Der neue Sergeant-Major war schlank, ungewöhnlich groß und trug einen sauber gestutzten Vollbart.
„Schmittmann“, überlegte Matt. „Klingt Deutsch.“
„Bin aus Hannover, Sir.“
„Ah, Hanover? Warum dienen Sie dann nicht in einem Regiment aus Pennsylvania? Die 6te Pennsylvania, „Rush´s Lancers“ lagern im Camp.“
„Nein, Sir, aus Hannover. Königreich Hannover, um exakt zu sein. Auf dem alten Kontinent, Sir. War Rittmeister des Königs.“
Matt Dunhill war überrascht. „Rittmeister? Das entspricht unserem Captain.“
„Das ist korrekt, Sir.“
„Darf ich fragen, warum Sie kein Patent bekamen?“
„Wollte zur regulären Reiterei und nicht zu einer freiwilligen Miliz.“ Schmittmann schien kurz zu überlegen und fuhr dann fort. „Kam vor wenigen Wochen in New York an, Sir. Ist so eine Sache mit der amerikanischen Staatsbürgerschaft. Bekommt man am Schnellsten, wenn man sich für eine gewisse Zeit für den Dienst verpflichtet.“
„Hm, ja“, brummte Matt. Möglicherweise steckte mehr dahinter, doch im Augenblick wollte er den Neuen nicht bedrängen. Rittmeister… Wenn Matt richtig informiert war, dann wurde man in den deutschen Königreichen nur Offizier, wenn man von vornehmer Herkunft war. Nun, Hauptsache, der Mann verstand sein Handwerk. „Sie kennen die Pflichten eines Regiments-Unteroffiziers?“
„Ja, Sir, die sind mir bekannt.“
Erneut war ein Hüsteln zu vernehmen. „Sergeant Harknell hier, Sir. Ich bringe Post.“
„Kommen Sie rein, Harknell.“
Matt machte die beiden kurz miteinander bekannt. Der stämmig gebaute Harknell war Führer der Regimentsstandarte. Ein zuverlässiger und eisenharter Kämpfer, der das Feldzeichen erbittert verteidigte, wenn es erforderlich wurde.

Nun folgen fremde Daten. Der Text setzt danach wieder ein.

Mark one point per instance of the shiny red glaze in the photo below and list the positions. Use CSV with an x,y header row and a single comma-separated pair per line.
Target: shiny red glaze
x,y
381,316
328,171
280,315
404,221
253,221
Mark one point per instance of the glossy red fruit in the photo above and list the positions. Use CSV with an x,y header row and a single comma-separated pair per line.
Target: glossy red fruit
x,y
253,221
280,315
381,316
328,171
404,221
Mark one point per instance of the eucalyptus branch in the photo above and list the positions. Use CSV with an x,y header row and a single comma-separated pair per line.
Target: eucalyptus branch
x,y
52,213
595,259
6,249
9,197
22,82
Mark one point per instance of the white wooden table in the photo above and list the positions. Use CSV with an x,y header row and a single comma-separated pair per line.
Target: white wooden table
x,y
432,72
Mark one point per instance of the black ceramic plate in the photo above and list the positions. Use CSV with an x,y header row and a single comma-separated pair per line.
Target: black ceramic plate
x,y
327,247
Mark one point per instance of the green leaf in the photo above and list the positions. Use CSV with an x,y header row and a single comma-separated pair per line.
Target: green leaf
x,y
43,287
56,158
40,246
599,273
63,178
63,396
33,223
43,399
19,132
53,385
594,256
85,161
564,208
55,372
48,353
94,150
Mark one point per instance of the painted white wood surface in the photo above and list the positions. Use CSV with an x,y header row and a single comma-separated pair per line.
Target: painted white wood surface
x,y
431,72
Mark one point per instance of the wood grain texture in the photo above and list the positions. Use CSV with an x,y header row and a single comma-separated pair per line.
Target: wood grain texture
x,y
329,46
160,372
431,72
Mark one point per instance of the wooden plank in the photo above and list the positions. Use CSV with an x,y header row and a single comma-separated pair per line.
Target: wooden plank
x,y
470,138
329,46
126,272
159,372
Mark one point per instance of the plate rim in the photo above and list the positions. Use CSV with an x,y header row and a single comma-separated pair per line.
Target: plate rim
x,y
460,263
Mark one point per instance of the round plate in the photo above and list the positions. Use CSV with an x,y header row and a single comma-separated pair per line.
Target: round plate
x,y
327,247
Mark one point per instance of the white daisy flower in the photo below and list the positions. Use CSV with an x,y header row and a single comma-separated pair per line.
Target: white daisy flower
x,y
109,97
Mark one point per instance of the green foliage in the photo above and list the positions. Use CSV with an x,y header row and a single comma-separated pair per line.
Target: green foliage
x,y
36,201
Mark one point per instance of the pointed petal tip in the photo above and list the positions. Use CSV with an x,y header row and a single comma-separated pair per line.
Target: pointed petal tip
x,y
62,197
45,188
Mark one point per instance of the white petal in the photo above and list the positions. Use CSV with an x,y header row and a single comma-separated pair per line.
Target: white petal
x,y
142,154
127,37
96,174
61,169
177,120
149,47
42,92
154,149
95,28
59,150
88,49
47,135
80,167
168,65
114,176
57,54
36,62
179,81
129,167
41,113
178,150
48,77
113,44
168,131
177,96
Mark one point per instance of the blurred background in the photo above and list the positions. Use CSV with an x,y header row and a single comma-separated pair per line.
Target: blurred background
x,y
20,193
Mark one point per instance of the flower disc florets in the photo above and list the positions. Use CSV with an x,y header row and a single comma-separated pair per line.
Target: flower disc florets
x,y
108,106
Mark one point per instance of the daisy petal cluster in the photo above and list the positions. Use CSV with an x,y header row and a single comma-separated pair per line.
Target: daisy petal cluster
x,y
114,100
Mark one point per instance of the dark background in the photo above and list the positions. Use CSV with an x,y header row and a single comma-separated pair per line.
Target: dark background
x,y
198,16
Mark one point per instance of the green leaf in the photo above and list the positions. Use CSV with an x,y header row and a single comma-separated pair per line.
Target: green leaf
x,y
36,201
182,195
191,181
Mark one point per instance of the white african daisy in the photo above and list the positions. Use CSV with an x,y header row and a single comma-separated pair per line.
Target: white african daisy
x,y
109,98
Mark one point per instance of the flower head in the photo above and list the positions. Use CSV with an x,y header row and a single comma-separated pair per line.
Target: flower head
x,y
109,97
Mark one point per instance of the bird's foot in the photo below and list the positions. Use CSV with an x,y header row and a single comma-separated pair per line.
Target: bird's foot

Harknell übergab Matt eine lederne Tasche. „Kommt vom Quartiermeister, Sir. Die Post wurde bereits nach Regimentern zugeordnet.“ Er lächelte. „Ist, glaube ich, auch ein Brief für Sie dabei.“
Natürlich hatte der Standartenführer einen Blick riskiert. Jeder im Lager freute sich über Post und mancher Brief, wenn er nicht zu privat war, wurde mit den Kameraden geteilt.
Matt Dunhill blickte kurz in die Ledertasche und fand tatsächlich einen an ihn gerichteten Umschlag. Der Handschrift nach, kam er von seiner Frau Mary-Anne. Er nahm ihn heraus und überreichte die Tasche dann an Schmittmann.
„Schön, Sergeant-Major, das ist dann wohl Ihr erster Job. Sortieren Sie die Briefe nach den Kompanien und veranlassen Sie, dass diese morgen, nach dem ersten Appell, an die Truppe ausgehändigt werden.“
„Wird erledigt, Sir. Wissen Sie zufällig, wo ich…?“
„Harknell wird Sie zu unserem Quartermaster-Sergeant bringen. Der weist Ihnen Ihr Zelt zu.“
„Danke, Sir. Meine Sachen kommen zwar erst in zwei Tagen mit dem Versorgungszug, aber eine Möglichkeit, in trockene Sachen zu wechseln, wäre mir jetzt durchaus angenehm.“
Sie wechselten nochmals den militärischen Gruß, dann war Matt wieder alleine.
Major Dunhill dachte einen Moment über Schmittmann nach. Sicherlich ein ungewöhnlicher Mann mit einer ungewöhnlichen Vergangenheit, die aber noch im Verborgenen lag. Das musste man respektieren. Männer traten aus den verschiedensten Gründen in den Dienst der Unionstruppen. Auf jeden Fall würde sich der Deutsche rasch bewähren müssen, denn sicherlich würde es schon bald zu erneuten Kämpfen kommen.